In its latest monthly oil market report, the IEA said it cut its forecast for oil demand growth in 2024 by about 100,000 barrels per day (bpd) to 1.2 million bpd.

The world energy watchdog said it expected expansion to slow further to 1.1 million bpd next year “as the post-Covid-19 recovery runs its course.”

The IEA report comes amid a recovery in oil prices on heightened Middle East tensions, with energy market participants closely watching the possibility of supply disruptions from the oil-producing region.

Iran, a member of the Organization of the Petroleum Exporting Countries, has vowed to retaliate after Israel was accused of bombing its embassy in the Syrian capital Damascus earlier this month.

The attack has heightened tensions in the region, which is already reeling from the ongoing war between Israel and Hamas. Israel has not claimed responsibility for the attack.

International standard Brent Crude futures for June delivery were up 0.8 percent at $90.45 a barrel at 9:30 a.m. in London on Friday, while U.S. West Texas Intermediate futures for May delivery were up about 1 percent at $85.84 a barrel. Traded.

“We’re seeing an increase in (electric vehicle) sales, especially in China and Europe, really driving demand for gasoline, but also in the United States,” said Toral Bosoni, of the Oil Industry and Markets Division at the IEA. head, told CNBC’s “Street Signs Europe” on Friday.

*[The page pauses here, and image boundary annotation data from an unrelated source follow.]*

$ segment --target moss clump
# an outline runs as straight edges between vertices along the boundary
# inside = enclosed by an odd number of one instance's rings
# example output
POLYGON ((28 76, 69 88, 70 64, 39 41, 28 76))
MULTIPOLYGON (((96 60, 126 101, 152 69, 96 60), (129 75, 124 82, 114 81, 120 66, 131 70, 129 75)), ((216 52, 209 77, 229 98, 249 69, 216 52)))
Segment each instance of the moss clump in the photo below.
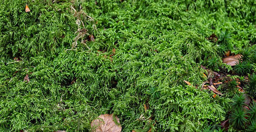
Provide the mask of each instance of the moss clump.
POLYGON ((3 1, 0 130, 86 131, 105 113, 124 131, 219 123, 231 100, 183 80, 201 84, 204 59, 254 43, 255 3, 237 1, 35 0, 27 13, 27 2, 3 1))

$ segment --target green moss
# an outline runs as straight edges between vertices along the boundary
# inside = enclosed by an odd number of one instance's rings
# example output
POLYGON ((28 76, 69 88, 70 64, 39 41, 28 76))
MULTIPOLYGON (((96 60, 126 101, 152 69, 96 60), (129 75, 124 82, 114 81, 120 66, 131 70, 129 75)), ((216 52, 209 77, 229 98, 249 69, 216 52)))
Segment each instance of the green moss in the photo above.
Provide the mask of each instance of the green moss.
POLYGON ((254 43, 254 0, 122 1, 2 0, 0 131, 89 131, 105 113, 125 132, 225 119, 230 99, 183 80, 201 85, 204 59, 254 43), (213 33, 221 40, 207 40, 213 33))

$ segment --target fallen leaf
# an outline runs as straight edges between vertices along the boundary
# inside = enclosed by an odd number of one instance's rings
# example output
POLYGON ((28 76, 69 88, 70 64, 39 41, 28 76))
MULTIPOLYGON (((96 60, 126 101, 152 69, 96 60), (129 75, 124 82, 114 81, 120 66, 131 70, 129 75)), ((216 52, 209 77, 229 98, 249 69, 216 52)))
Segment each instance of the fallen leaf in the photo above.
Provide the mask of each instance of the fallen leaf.
POLYGON ((24 80, 23 81, 24 82, 26 81, 27 81, 27 83, 29 81, 29 78, 28 78, 28 74, 26 74, 26 76, 25 76, 25 77, 24 77, 24 80))
POLYGON ((218 82, 213 83, 213 85, 218 85, 218 84, 222 84, 222 82, 218 82))
MULTIPOLYGON (((203 83, 203 84, 202 84, 202 88, 203 88, 203 87, 205 87, 204 85, 205 85, 205 84, 206 84, 206 83, 209 83, 209 81, 207 81, 204 82, 203 83)), ((206 86, 205 87, 206 87, 206 86)))
POLYGON ((213 85, 211 85, 210 86, 209 85, 207 85, 207 87, 208 87, 208 88, 210 88, 210 89, 211 89, 214 92, 221 95, 223 95, 222 93, 221 93, 221 92, 218 91, 217 89, 216 89, 215 87, 214 87, 214 86, 213 86, 213 85))
POLYGON ((229 56, 230 55, 230 51, 226 51, 224 54, 225 54, 225 56, 229 56))
POLYGON ((183 80, 183 81, 184 81, 184 82, 185 82, 186 84, 187 84, 188 85, 190 85, 190 86, 191 86, 191 84, 190 84, 189 82, 188 82, 188 81, 185 81, 185 80, 183 80))
POLYGON ((25 11, 26 11, 26 12, 30 12, 30 9, 29 9, 29 8, 27 4, 26 4, 26 7, 25 7, 25 11))
MULTIPOLYGON (((115 117, 117 122, 120 123, 119 118, 117 116, 115 117)), ((113 119, 113 114, 105 114, 100 115, 98 118, 102 120, 96 119, 91 123, 91 127, 94 129, 93 132, 120 132, 122 130, 122 127, 116 124, 113 119)))
POLYGON ((223 63, 225 63, 231 66, 237 65, 236 62, 238 62, 238 59, 241 57, 241 55, 237 54, 236 55, 229 56, 222 59, 223 63))

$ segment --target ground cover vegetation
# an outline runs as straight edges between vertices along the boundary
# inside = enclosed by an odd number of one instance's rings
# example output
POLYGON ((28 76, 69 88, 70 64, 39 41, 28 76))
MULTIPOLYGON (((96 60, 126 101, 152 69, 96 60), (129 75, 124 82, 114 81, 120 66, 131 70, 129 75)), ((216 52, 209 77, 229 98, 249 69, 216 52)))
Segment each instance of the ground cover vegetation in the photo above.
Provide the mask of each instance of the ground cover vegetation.
POLYGON ((255 0, 0 1, 0 131, 87 132, 105 114, 124 132, 255 130, 236 88, 255 99, 255 0), (223 95, 199 88, 201 65, 230 74, 223 95))

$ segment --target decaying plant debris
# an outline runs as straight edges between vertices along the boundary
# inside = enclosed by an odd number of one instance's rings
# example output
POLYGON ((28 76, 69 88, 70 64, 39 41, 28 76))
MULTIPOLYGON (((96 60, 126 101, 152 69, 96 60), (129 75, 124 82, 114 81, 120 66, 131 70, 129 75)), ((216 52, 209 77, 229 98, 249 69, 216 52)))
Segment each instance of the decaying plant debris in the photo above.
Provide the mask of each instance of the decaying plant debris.
POLYGON ((240 89, 254 110, 255 0, 1 2, 0 131, 89 131, 104 114, 124 132, 253 130, 230 104, 240 89))

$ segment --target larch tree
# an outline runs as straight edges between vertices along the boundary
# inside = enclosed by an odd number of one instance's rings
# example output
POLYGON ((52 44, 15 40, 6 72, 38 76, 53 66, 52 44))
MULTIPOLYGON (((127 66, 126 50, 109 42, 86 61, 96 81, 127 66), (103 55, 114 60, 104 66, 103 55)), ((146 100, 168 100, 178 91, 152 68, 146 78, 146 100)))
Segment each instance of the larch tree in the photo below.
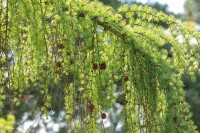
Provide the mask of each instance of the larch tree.
POLYGON ((1 110, 9 101, 14 113, 31 86, 47 118, 52 99, 63 100, 71 131, 106 132, 97 120, 109 118, 104 110, 120 90, 125 132, 195 133, 181 77, 195 80, 199 39, 148 6, 115 11, 95 0, 1 0, 1 110))

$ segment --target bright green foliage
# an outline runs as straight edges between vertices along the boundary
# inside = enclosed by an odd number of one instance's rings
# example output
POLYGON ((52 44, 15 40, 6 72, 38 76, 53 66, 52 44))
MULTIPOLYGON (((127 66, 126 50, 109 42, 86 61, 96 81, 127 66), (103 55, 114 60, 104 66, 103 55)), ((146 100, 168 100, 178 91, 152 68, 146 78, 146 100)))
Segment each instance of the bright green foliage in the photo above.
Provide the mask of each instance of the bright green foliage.
POLYGON ((185 3, 185 19, 200 23, 199 20, 200 2, 199 0, 187 0, 185 3))
POLYGON ((10 92, 1 100, 9 99, 11 110, 34 85, 48 116, 52 85, 65 76, 66 119, 74 132, 100 132, 96 120, 108 117, 102 112, 115 103, 117 89, 125 96, 126 132, 197 132, 181 76, 195 80, 200 35, 187 25, 147 6, 125 5, 115 12, 87 0, 0 4, 0 81, 10 92))
POLYGON ((0 133, 10 133, 13 131, 15 117, 11 114, 7 115, 7 119, 0 118, 0 133))

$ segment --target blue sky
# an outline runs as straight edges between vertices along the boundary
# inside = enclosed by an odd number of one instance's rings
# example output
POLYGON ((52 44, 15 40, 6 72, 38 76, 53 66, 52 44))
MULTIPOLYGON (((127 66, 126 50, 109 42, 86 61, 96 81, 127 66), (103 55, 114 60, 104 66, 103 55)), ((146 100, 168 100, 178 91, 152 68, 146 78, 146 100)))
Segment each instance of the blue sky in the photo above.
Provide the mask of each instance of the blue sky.
MULTIPOLYGON (((133 1, 133 0, 125 0, 125 1, 133 1)), ((136 1, 143 3, 147 3, 149 1, 149 2, 159 2, 162 4, 167 4, 169 11, 172 11, 174 13, 183 13, 184 3, 186 0, 136 0, 136 1)))

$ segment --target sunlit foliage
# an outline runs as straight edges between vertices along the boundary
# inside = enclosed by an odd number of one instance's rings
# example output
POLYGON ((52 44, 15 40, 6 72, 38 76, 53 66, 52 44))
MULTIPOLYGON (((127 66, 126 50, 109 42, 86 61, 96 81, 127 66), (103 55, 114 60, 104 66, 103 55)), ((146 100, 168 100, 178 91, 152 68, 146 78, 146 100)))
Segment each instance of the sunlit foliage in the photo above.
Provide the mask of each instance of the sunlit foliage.
POLYGON ((109 117, 104 109, 116 102, 117 90, 125 96, 126 132, 196 132, 181 76, 195 80, 200 35, 187 25, 147 6, 116 12, 88 0, 0 4, 0 100, 10 101, 11 112, 33 86, 48 118, 52 86, 62 76, 56 95, 74 132, 102 131, 96 121, 109 117))

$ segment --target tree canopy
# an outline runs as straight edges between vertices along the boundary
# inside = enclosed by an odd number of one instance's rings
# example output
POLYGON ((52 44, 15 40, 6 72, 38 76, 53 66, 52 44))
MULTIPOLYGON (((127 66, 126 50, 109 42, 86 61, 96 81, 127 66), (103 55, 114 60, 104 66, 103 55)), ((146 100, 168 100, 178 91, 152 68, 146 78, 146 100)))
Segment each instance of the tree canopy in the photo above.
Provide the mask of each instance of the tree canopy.
POLYGON ((195 80, 200 35, 173 16, 89 0, 3 0, 0 11, 2 110, 33 87, 47 118, 64 101, 69 130, 103 132, 120 93, 126 132, 197 132, 181 77, 195 80))

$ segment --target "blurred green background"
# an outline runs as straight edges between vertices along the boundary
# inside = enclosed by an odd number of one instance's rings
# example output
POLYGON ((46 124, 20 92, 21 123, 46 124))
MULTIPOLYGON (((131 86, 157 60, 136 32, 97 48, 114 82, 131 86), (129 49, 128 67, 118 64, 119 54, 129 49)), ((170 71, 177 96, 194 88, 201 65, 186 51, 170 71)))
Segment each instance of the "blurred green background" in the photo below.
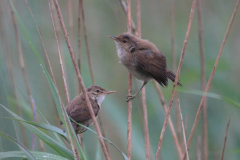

“There’s been a lot of talk about sales not growing as much as might have been expected, but EV sales in the fleet and increased fuel efficiency are reducing gasoline demand. , at least in advanced economies and especially in China.”

Asked about some of the main concerns regarding the security of oil supplies, Bosnia replied, “We are obviously watching the Middle East very closely. The constant tanker attacks in the Red Sea are a major concern, but this escalating tensions between Iran and Israel. And then we’re seeing tensions between Russia and Ukraine continue, with attacks on Russian refineries.”

“So, there are several stress points in the oil market today that we are watching very closely that could have major implications… if there is a significant disruption,” he added.